Vaalco’s current financial position presents the company with three distinct options: it could initiate a regular dividend, begin a share buyback, or allow itself to be gobbled up by a larger rival.
Of these three choices, a regular dividend might be the most prudent course of action. Many of Vaalco’s peers pay modest quarterly dividends that provide annual yields of between .5 and 2 percent. If the company wished to deploy a 50 cent annual dividend on each of its 57 million outstanding shares, it would need to lay out approximately $28.5 million per year. This would represent roughly 13.6 percent of its current cash reserves and provide a yield of over 6 percent at an average share price of $8. Such a yield would immediately place Vaalco far ahead of its dividend-paying peers.

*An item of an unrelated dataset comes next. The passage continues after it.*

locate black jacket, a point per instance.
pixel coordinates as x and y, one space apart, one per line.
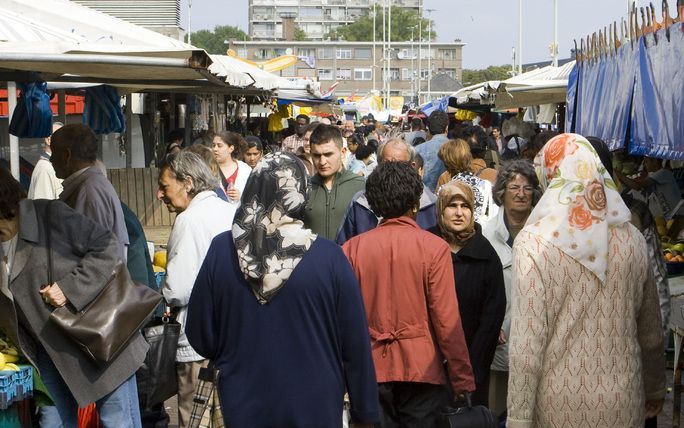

However, this might be difficult to sustain in the long run. Were the company to forgo a more modest dividend yield of 2 to 3 percent, it might choose to initiate a controlled share buyback. If it wished to dispatch roughly 10 percent of its outstanding shares over the course of several months, the company would need to spend at least $40 million. This represents a one-time outlay of about 25 percent of its existing cash reserves. Such a buyback could provide shareholders with a short-term return of 10 to 15 percent.
With a hefty cash hoard, no debt and soft revenue growth, Vaalco could easily become a tempting takeover target for a larger competitor like Hess or Pioneer Natural Resources. Although Hess could finance such a bid with its current cash reserves, it may not be prudent for the company to do so. After all, it currently struggles under a debt load of more than $8 billion.
Pioneer finds itself in a similar position: Its $4 billion debt load looks enormous compared to its cash reserves of $300 million. However, further revenue declines, earnings misses or unexpected production delays could weaken Vaalco’s position and make it more vulnerable to a takeover from either of these companies.
In sum, Vaalco’s cash hoard is a major asset for the company. Compared to its debt-ridden peers, the company’s liquidity gives it tremendous freedom of movement. Investors who wish to bet on a share buyback or dividend would do well to watch Vaalco at these levels. Those who wish to bet on a takeover attempt should wait until its share price falls by another $2 to $3.